Snapchat is changing in a big way. Memories, a new feature rolling out over the next month, could reshape how the service is used and considered. Not only can you save and repost snaps, but you can add photos and video from your device's camera roll and edit and adjust already published snaps. All of these features could create a Snapchat that's less focused on broadcasting the immediate moment, which is arguably the social media app's specialty. But maybe that's for the best.
You'll be able to open Memories by swiping up on the camera screen, and search through saved snaps by tapping on the Magnifying glass in the top right corner. Snapchat says users can search with typing keywords like "dog" or "Hawaii," which suggests the app is using object recognition technology to tell the difference between a dog and a cat.
Images and video saved from snaps and stories (which you archive by tapping the Check arrow in the bottom left) can be merged and remixed into brand new snaps. And if you're not a fan of the geotag-based filter you used on the original snap, you can remove it or add new text to keep your posts fresh.
You can also add content from outside Snapchat by selecting photos and video from the Camera Roll section. Before Memories, you could only send content from your camera roll as private messages, but this change allows you to intermingle photos taken outside of the app with the snaps and story posts you've previously made, as if they happened in that order.
And Snapchat wouldn't be Snapchat if we weren't talking about the risque. The company said it wants users "to feel comfortable showing their Memories to friends," (likely by handing their phone over) so it added For My Eyes, a section that lets you lock sensitive snaps behind a PIN number.
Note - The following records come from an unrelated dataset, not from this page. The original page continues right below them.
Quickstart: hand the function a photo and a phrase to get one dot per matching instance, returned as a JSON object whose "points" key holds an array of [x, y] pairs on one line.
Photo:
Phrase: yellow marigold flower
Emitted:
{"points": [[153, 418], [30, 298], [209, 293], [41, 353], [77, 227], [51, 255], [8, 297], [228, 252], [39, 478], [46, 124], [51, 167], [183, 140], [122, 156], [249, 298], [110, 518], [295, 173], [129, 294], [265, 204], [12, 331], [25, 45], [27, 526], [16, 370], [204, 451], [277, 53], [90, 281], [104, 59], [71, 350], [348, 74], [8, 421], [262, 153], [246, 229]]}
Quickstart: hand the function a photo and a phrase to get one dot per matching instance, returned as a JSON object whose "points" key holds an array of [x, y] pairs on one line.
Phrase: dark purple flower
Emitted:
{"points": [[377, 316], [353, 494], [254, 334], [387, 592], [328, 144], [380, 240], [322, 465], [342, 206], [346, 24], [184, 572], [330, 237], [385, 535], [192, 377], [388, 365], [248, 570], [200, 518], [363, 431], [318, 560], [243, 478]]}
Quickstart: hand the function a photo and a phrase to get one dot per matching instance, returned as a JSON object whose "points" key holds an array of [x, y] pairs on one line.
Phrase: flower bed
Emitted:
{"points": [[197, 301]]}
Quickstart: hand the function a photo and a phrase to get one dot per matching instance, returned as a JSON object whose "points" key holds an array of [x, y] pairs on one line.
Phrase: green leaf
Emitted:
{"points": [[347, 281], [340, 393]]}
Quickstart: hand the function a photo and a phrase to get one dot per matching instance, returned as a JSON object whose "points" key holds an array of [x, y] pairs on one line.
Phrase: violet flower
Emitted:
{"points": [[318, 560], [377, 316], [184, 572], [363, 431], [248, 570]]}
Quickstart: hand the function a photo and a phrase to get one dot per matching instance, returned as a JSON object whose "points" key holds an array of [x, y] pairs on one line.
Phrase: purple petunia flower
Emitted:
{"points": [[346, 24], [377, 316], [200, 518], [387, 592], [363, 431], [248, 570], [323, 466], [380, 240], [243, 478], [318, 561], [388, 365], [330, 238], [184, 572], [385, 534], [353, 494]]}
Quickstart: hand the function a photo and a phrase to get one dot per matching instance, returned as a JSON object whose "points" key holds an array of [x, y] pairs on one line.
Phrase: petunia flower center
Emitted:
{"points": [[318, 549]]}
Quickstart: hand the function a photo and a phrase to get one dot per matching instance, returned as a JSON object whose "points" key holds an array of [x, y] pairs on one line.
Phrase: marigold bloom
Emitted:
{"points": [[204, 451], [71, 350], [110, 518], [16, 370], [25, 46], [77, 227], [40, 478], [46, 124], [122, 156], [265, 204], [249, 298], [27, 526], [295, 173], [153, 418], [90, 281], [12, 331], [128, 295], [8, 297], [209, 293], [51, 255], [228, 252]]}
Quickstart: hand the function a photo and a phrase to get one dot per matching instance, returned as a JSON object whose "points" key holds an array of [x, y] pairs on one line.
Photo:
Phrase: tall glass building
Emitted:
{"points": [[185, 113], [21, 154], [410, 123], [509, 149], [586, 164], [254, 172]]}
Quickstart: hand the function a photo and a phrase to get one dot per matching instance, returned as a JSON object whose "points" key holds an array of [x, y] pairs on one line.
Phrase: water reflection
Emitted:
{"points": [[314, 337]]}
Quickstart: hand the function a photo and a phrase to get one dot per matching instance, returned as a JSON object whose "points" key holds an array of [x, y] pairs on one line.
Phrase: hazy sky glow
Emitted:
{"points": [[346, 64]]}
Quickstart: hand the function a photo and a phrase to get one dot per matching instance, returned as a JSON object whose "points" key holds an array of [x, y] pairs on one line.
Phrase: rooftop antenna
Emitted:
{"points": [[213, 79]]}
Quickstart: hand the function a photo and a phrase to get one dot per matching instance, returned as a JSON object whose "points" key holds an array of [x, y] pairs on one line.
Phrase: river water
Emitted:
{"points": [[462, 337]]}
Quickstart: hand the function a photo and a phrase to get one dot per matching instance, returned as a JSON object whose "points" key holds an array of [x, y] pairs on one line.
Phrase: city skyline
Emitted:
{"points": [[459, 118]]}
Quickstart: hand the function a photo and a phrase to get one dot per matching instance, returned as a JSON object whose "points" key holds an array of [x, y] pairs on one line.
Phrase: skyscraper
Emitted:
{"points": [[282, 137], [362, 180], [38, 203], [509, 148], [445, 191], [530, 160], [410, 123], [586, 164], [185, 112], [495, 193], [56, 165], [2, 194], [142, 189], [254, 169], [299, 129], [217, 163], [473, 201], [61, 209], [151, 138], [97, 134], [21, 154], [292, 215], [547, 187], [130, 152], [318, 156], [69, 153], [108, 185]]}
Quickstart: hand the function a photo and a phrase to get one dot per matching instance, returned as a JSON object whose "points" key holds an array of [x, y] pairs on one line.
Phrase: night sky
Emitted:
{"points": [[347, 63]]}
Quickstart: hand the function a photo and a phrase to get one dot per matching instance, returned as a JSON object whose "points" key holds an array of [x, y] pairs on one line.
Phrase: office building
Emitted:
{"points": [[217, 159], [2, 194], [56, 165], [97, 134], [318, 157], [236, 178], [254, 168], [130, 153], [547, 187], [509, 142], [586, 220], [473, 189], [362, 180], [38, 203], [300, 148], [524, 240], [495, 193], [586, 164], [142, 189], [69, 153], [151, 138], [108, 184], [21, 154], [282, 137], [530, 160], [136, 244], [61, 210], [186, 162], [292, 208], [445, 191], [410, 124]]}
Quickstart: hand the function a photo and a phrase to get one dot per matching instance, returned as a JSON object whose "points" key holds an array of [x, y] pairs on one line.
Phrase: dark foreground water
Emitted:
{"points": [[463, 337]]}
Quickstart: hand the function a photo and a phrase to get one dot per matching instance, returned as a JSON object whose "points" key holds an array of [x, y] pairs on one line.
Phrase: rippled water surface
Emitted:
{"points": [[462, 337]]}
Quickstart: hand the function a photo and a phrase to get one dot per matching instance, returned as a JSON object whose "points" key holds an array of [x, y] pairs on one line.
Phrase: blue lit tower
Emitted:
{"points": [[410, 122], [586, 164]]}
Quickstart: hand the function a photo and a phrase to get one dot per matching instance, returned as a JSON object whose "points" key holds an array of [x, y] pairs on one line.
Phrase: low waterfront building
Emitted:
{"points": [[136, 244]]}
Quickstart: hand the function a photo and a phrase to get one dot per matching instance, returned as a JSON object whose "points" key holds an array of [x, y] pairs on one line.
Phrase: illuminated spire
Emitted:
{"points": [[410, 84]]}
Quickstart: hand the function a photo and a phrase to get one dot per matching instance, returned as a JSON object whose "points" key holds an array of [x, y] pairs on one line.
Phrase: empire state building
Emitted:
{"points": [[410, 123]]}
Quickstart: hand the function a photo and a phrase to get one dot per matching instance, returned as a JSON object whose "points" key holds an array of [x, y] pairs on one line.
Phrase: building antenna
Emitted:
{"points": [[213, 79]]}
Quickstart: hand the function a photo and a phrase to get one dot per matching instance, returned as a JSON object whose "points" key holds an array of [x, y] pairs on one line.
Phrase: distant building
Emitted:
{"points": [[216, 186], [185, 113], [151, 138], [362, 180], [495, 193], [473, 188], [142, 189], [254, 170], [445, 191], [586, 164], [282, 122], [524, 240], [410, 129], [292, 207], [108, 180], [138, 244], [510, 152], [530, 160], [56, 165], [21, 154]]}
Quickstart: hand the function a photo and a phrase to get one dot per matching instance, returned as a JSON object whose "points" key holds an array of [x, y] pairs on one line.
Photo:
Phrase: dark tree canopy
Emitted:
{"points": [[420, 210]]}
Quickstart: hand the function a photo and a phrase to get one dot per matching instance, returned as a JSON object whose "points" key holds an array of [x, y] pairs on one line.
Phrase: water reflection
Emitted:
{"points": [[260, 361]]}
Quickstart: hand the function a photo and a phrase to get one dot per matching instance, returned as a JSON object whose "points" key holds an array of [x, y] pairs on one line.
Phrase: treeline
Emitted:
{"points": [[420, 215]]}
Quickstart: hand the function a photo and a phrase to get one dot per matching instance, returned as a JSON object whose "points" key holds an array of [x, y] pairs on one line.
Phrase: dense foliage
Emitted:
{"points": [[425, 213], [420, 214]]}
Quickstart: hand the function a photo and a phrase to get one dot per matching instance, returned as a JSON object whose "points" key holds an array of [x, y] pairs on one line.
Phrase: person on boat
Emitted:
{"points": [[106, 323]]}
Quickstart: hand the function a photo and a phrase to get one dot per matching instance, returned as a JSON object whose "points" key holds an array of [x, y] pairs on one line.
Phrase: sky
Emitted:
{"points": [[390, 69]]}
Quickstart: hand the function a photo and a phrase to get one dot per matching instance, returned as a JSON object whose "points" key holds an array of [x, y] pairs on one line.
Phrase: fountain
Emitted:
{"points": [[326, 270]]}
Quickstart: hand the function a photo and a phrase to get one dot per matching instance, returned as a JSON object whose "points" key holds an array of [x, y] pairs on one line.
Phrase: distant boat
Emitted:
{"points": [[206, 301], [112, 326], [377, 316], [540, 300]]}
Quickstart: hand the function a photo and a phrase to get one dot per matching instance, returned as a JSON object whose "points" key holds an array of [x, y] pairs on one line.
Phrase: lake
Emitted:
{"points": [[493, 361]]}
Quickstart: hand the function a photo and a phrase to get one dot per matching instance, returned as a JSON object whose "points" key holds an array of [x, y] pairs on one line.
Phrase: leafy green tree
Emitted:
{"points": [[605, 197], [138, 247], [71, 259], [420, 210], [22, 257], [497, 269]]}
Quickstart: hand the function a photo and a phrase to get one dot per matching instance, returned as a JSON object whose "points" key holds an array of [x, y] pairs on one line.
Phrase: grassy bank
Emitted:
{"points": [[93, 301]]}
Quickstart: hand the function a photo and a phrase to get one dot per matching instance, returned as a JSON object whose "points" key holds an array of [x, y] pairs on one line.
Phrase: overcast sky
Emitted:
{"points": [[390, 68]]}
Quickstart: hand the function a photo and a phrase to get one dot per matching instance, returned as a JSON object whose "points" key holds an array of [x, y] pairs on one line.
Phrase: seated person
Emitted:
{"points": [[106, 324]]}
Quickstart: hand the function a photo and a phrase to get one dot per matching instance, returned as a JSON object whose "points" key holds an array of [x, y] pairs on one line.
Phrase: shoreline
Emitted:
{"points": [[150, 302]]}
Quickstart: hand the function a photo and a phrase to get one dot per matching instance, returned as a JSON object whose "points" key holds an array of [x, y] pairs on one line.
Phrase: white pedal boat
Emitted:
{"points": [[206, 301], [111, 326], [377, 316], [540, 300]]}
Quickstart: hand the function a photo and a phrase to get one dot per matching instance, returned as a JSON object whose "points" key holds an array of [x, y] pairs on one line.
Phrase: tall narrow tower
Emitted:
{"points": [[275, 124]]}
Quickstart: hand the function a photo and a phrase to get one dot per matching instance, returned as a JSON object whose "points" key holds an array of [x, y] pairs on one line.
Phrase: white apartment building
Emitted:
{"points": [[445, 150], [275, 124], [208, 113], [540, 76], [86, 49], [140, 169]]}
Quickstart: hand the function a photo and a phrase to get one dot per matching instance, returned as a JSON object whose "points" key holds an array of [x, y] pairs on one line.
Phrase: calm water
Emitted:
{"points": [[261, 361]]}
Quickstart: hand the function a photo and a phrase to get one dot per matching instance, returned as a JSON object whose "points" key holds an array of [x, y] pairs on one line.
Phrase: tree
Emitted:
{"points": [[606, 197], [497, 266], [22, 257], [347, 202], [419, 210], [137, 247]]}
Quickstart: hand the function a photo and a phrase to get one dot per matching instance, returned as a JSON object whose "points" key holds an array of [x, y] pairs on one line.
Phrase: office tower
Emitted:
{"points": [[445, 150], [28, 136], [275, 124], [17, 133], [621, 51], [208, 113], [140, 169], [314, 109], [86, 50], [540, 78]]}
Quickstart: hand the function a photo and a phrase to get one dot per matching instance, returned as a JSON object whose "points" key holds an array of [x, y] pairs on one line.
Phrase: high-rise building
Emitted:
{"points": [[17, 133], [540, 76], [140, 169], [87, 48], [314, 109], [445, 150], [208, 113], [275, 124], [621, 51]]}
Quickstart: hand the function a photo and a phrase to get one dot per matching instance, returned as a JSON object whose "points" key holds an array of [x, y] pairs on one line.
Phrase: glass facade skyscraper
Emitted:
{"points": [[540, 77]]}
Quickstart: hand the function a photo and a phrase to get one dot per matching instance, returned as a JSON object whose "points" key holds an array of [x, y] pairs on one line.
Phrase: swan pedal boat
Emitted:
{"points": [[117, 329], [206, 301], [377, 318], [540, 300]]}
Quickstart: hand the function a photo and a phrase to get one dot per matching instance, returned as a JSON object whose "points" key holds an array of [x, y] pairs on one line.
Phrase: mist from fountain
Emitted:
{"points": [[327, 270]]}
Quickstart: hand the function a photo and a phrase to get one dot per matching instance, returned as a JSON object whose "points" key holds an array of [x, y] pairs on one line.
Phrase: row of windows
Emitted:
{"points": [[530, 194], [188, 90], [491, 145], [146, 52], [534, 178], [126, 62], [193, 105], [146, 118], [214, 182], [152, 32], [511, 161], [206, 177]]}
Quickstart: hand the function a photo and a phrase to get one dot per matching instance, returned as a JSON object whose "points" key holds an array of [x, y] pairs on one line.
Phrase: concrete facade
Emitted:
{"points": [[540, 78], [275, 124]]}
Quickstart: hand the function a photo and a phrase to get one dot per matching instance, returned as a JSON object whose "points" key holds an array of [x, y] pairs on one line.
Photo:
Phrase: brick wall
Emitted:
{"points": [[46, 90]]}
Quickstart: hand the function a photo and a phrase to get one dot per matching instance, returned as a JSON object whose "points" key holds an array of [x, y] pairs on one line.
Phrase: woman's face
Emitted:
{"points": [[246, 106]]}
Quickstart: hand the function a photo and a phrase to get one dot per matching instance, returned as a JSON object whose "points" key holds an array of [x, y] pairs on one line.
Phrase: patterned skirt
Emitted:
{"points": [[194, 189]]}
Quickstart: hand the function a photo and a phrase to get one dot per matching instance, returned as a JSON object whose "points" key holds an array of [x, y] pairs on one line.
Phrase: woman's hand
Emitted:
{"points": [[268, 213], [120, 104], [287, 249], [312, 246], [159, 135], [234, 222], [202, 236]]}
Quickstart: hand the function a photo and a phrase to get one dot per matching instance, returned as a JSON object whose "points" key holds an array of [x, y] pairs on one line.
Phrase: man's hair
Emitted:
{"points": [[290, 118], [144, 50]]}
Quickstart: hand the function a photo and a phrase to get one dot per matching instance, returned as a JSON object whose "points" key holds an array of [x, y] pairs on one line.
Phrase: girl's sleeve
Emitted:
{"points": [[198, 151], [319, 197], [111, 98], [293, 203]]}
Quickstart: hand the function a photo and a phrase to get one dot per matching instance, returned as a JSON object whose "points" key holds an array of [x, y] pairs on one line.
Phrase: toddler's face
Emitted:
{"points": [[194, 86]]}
We've got no judgement for what you place there, just make sure to use a password that's stronger than 1234.
Memories adds so many options that users may find themselves spending even more time in Snapchat than ever before. With all of these editing and share-later options, some have good reason to worry about a less authentic Snapchat and an exodus of its younger users, but those fears feel overblown to me.
Snapchatters will probably still post and watch goofy content long after Memories rolls out to all of its users, and I doubt that more well-finessed content will push people away, or make the service seem "less cool." It's not like Snapchat's inviting our parents to come on board.
To me, Memories seems to be just what Snapchat needed. As Facebook and Twitter lunged to give us the option to live broadcast our lives, maybe Snapchat realized it should expand beyond instantaneous sharing. Perhaps the company believes something can be gained by taking a moment or two before sharing, and that maybe your first draft isn't the best draft.
Looks to me like Snapchat's growing up.